I'm working on the following exercise:
"Show that if $p(z)=z^n+a_{n-1}z^{n-1}+\cdots+a_1z+a_0$, then there must be at least on point $z$ with $|z|=1$ such that $|p(z)|\geq 1$."
They provide the following hint.
"If $|p(z)|<1$ for all $z$ with $|z|=1$,how many zeros does $a_{n-1}z^{n-1}+\cdots+a_1z+a_0$?"
The first thing that came to mind was a proof by contradiction. So I have have the following proof.

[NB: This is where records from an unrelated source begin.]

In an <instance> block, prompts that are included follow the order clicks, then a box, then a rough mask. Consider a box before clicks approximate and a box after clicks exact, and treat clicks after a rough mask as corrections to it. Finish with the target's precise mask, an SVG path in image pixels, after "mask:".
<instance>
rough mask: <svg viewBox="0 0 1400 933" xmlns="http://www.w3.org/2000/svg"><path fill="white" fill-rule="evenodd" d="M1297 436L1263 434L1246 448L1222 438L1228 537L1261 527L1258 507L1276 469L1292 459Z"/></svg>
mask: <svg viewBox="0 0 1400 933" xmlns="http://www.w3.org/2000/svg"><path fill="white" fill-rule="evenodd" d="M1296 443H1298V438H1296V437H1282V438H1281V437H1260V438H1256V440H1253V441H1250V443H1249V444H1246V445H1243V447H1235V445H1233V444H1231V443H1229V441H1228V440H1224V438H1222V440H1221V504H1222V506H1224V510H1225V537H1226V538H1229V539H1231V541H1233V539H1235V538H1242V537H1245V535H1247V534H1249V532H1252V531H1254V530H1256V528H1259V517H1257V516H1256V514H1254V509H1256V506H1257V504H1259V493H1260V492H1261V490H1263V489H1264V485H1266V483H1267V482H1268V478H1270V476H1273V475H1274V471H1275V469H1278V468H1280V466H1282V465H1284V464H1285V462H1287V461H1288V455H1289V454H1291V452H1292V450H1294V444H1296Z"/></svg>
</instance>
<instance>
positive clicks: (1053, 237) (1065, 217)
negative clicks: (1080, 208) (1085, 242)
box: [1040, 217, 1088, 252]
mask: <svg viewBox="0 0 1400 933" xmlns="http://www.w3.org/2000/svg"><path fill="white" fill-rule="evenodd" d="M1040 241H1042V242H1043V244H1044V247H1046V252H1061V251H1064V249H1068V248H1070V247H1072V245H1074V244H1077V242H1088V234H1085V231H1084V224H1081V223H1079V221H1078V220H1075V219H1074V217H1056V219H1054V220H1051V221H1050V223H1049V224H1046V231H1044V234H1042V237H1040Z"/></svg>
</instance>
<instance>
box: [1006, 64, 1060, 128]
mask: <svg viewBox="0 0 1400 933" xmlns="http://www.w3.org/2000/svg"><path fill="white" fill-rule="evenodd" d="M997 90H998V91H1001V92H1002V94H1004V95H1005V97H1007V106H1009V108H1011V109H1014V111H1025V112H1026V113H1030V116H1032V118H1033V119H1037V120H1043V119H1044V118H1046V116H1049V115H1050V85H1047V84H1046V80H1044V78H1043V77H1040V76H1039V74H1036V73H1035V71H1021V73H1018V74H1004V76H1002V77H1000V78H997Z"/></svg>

Proof: Assume, to the contrary, that $|p(z)|<1$ for all $z$ with $|z|=1$. Let $q(z)=p(z)-z^n$ and $f(z)=-z^n$. Then, \begin{align*} |q(z)-f(z)|&=|p(z)-z^n-(-z^n)|\\ &=|p(z)-z^n+z^n|\\ &=|p(z)|\\ &<1\\ &=|f(z)| \end{align*} Thus, by Rouche's theorem, we obtain that $f(z)$ and $q(z)$ have the same number of zeros counting multiplicities, inside the unit disk. But, $f(z)$ has a zero at $z=0$ of order $n$, so $q(z)$ has $n$ zeros also. This is a contradiction because $q(z)$ is a polynomial of degree $n-1$, and by the Fundamental Theorem of Algebra, we know that it must have $n-1$ zeros, counting multiplicity. Therefore, the result holds. $\blacksquare$
I feel like there is something wrong with the proof. One thing that has me worried is that Rouche's theorem requires the closed curve $\gamma$ passes through no zeros or poles. Since polynomials are entire, I am not worried about poles, but what about the zeros? Is it possible that $q(z)$ has a zero on the boundary of the unit circle and I am breaking the conditions for Rouche's theorem? Any insight is appreciated. Thanks in advance.